La maîtrise de la chaux s’appuie sur des millénaires de pratique dont témoignent quelques repères historiques.

Les Égyptiens fabriquaient couramment du plâtre et réalisaient 2600 ans avant JC des peintures murales sur des mortiers de plâtre et chaux.

Dans l’île de Santorin on retrouvera de la chaux mêlée à la poudre volcanique pour composer un mortier hydraulique à prise pouzzolanique, 200 ans avant JC.
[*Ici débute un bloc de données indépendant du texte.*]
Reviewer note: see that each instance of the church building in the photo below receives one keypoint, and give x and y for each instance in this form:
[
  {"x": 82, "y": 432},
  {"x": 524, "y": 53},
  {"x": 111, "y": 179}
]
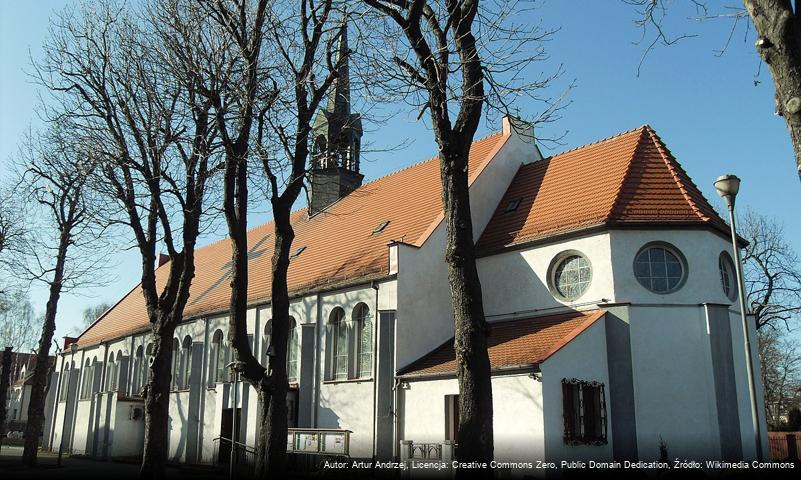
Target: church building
[{"x": 608, "y": 283}]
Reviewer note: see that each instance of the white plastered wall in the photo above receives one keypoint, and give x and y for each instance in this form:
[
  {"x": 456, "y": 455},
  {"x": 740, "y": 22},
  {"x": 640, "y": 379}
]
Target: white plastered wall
[
  {"x": 423, "y": 289},
  {"x": 583, "y": 358},
  {"x": 517, "y": 281},
  {"x": 517, "y": 414}
]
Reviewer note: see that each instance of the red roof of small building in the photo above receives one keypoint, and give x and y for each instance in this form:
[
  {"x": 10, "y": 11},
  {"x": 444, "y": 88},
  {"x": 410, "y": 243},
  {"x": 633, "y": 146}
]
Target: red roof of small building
[
  {"x": 629, "y": 179},
  {"x": 513, "y": 343}
]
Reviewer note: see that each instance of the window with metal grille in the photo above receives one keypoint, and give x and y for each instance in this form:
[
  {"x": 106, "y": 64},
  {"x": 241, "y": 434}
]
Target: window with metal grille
[
  {"x": 86, "y": 381},
  {"x": 584, "y": 408},
  {"x": 364, "y": 325},
  {"x": 62, "y": 397},
  {"x": 292, "y": 352},
  {"x": 186, "y": 363},
  {"x": 340, "y": 345}
]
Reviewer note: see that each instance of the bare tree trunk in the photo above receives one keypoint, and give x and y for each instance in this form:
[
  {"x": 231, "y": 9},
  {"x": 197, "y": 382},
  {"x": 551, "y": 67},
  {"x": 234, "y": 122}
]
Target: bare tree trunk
[
  {"x": 157, "y": 403},
  {"x": 33, "y": 429},
  {"x": 5, "y": 380},
  {"x": 470, "y": 327},
  {"x": 779, "y": 45},
  {"x": 275, "y": 447},
  {"x": 454, "y": 140}
]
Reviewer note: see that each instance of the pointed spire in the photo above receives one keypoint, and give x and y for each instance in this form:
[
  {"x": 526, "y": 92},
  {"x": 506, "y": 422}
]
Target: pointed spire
[{"x": 339, "y": 101}]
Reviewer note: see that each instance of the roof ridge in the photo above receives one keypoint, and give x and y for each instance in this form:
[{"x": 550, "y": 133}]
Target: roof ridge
[
  {"x": 421, "y": 162},
  {"x": 624, "y": 178},
  {"x": 673, "y": 164},
  {"x": 611, "y": 137},
  {"x": 294, "y": 212}
]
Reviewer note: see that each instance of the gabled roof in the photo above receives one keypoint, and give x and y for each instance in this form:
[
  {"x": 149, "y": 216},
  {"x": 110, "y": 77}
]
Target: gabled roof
[
  {"x": 629, "y": 179},
  {"x": 25, "y": 362},
  {"x": 514, "y": 343},
  {"x": 338, "y": 245}
]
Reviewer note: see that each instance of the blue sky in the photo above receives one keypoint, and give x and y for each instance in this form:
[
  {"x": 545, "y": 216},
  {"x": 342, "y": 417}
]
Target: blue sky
[{"x": 706, "y": 108}]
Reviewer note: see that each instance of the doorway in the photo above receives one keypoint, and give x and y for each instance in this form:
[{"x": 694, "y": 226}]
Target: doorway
[{"x": 226, "y": 428}]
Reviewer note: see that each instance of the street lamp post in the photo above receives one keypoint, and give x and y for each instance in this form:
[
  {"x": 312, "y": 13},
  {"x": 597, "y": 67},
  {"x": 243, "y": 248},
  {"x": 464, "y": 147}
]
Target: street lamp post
[
  {"x": 236, "y": 368},
  {"x": 727, "y": 187},
  {"x": 73, "y": 349}
]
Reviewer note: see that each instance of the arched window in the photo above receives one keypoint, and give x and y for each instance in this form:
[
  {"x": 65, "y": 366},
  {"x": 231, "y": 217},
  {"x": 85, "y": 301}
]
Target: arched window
[
  {"x": 139, "y": 365},
  {"x": 65, "y": 381},
  {"x": 116, "y": 385},
  {"x": 268, "y": 341},
  {"x": 338, "y": 345},
  {"x": 364, "y": 329},
  {"x": 186, "y": 362},
  {"x": 175, "y": 365},
  {"x": 110, "y": 374},
  {"x": 292, "y": 352},
  {"x": 86, "y": 382},
  {"x": 148, "y": 359}
]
Les Romains étaient passés maîtres dans la composition de ces mortiers à prise pouzzolanique et si la pouzzolane manquait, ils broyaient des briques d’argile cuite. 2000 ans plus tard les enduits et cuvelages de leurs bains défient nos connaissances techniques.

Pour mesurer à quel point nous maîtrisons peu les techniques à la chaux, il suffit de penser aux bains Romains. Dans ces lieux en permanence à 100% d’humidité la chaux était partout : dans les bassins, sur les murs et en décors peints.
Aujourd’hui l’humidité nous incite à recourir à tous les produits, sauf la chaux.
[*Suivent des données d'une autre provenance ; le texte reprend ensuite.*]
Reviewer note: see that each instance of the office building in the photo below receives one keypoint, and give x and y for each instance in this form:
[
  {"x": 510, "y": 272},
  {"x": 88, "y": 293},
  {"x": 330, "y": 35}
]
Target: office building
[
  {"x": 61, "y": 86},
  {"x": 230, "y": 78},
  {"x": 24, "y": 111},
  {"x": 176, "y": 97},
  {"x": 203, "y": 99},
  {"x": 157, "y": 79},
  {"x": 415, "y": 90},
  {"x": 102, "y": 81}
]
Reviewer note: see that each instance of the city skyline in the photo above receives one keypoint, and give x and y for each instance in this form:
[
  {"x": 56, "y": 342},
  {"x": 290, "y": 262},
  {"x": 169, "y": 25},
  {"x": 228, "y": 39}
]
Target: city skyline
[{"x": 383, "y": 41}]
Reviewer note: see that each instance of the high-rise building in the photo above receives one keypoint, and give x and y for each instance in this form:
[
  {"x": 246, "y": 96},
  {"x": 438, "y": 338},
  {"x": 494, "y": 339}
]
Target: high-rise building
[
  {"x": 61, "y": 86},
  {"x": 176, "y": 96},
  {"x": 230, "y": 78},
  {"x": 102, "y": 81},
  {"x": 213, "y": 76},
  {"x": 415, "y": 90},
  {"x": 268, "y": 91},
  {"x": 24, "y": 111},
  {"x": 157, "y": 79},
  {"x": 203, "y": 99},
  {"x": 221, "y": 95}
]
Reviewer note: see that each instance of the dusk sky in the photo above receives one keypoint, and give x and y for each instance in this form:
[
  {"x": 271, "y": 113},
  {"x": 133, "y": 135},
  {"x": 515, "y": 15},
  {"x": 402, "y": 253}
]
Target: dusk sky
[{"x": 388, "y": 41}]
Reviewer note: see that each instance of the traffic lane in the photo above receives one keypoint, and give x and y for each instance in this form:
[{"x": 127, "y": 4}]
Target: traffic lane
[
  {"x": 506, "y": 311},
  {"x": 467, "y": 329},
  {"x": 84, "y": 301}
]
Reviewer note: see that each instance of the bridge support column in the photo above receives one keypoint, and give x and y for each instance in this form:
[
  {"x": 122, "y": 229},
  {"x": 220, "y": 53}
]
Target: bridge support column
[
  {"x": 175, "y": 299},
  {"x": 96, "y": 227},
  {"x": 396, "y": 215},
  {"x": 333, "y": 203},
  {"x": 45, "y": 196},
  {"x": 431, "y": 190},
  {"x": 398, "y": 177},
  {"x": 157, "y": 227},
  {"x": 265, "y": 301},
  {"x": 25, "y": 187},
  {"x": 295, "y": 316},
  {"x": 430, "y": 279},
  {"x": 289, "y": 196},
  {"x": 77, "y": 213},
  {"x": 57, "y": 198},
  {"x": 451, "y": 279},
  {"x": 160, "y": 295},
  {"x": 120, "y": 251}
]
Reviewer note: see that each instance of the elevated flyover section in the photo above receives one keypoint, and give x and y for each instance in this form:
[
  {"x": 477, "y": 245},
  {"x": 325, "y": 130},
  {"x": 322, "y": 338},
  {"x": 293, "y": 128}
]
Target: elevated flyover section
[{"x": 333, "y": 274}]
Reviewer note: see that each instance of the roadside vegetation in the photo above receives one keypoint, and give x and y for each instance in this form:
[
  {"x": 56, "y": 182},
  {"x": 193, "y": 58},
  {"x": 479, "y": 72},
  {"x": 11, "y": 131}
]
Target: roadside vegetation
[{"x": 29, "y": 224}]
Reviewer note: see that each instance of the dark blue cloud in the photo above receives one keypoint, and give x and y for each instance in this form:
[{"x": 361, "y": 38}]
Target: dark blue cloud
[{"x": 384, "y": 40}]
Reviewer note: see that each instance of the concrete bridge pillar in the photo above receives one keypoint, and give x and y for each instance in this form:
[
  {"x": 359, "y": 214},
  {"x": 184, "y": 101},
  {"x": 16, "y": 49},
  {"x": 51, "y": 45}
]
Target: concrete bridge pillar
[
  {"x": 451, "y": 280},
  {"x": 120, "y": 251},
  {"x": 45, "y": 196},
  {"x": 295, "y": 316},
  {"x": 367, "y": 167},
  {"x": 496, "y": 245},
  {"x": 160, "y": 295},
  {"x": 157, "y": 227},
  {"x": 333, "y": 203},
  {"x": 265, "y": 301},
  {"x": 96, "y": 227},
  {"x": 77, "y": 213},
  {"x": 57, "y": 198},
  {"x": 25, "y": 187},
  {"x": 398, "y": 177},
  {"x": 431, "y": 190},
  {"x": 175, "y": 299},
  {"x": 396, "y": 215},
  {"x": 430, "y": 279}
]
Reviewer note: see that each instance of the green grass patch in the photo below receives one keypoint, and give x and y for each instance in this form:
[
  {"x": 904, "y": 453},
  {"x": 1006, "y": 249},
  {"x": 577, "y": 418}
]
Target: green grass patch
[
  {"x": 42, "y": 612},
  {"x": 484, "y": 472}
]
Au moyen âge une grande partie de ce savoir-faire se perd, en particulier la maîtrise de la prise pouzzolanique. Les techniques les plus pointues réapparaissent avec la Renaissance Italienne, pour disparaître à nouveau à la fin du XIXeme.
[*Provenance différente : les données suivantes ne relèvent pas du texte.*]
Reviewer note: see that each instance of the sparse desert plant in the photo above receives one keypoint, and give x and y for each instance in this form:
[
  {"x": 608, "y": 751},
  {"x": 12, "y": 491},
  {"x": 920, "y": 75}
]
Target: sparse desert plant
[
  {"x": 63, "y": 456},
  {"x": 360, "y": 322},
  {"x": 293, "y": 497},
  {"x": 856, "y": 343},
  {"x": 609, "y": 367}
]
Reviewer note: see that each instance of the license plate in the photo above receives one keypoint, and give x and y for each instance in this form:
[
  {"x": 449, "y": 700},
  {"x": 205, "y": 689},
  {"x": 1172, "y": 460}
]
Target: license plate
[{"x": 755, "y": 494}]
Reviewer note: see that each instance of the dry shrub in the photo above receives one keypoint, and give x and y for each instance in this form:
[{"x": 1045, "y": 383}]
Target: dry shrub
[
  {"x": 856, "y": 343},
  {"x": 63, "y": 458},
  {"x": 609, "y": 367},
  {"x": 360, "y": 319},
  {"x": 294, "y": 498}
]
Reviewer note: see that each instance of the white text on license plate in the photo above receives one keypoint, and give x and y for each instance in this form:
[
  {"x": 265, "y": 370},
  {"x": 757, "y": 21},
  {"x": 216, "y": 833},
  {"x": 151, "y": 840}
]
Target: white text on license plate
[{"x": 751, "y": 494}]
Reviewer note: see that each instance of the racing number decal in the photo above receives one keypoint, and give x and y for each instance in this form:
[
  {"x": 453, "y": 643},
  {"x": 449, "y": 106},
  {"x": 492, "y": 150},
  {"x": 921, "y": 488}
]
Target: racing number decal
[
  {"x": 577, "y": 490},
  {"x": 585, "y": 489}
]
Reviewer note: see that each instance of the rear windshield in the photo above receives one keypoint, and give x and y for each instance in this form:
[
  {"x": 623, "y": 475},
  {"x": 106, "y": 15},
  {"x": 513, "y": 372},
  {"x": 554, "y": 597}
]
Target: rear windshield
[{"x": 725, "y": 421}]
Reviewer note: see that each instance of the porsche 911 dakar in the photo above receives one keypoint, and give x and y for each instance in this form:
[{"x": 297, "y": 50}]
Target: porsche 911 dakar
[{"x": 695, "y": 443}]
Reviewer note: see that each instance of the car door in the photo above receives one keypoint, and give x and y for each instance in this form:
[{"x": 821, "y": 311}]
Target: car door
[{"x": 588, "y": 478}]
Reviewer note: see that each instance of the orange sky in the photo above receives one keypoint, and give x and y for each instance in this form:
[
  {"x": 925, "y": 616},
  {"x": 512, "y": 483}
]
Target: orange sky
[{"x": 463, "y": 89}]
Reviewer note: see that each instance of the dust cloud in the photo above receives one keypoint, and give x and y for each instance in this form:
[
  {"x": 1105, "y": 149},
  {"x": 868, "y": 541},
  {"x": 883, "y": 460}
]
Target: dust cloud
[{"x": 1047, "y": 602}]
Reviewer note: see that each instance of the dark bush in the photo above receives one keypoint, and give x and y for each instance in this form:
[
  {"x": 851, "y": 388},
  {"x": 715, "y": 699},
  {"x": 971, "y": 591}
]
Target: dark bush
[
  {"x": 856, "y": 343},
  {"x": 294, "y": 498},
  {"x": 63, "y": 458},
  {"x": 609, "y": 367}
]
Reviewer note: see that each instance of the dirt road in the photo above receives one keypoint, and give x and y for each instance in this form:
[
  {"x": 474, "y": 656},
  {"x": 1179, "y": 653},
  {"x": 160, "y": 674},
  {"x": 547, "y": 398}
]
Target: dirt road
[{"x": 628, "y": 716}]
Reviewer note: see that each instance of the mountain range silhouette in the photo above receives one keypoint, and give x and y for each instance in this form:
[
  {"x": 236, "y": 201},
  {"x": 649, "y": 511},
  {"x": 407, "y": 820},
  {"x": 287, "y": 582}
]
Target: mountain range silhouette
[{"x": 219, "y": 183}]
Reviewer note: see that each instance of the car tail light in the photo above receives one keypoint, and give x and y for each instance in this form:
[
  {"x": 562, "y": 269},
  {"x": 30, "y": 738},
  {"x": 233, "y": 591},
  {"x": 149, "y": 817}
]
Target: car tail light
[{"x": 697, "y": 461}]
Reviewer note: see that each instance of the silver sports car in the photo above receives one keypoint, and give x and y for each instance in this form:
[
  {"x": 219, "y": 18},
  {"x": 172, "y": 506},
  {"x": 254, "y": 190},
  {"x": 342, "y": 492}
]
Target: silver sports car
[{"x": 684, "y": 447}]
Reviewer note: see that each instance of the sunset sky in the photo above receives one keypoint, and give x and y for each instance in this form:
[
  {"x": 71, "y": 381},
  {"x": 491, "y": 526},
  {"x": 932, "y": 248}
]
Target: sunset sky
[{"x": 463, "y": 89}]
Tout au long du XIXe la maîtrise d’une autre prise hydraulique se précise. Le ciment, nouveau matériau, semble tout surpasser en résistance, en étanchéité.
Le bâti ancien n’est pas perçu comme un patrimoine mais comme un parc immobilier dégradé. La reconstruction après guerre n’a que faire de la chaux et des vieilles pierres. De toute façon les chaux-fourniers sont ruinés. Ne parvenant pas à fabriquer du ciment ils ont, au mieux, vendu leur carrière aux cimentiers. Leur savoir-faire et celui des maçons n’intéresse plus personne.

Peu à peu, peut-être depuis la loi Malraux sur les secteurs sauvegardés de 1962, le bâti « ancien » retrouve une place dans notre rapport au patrimoine.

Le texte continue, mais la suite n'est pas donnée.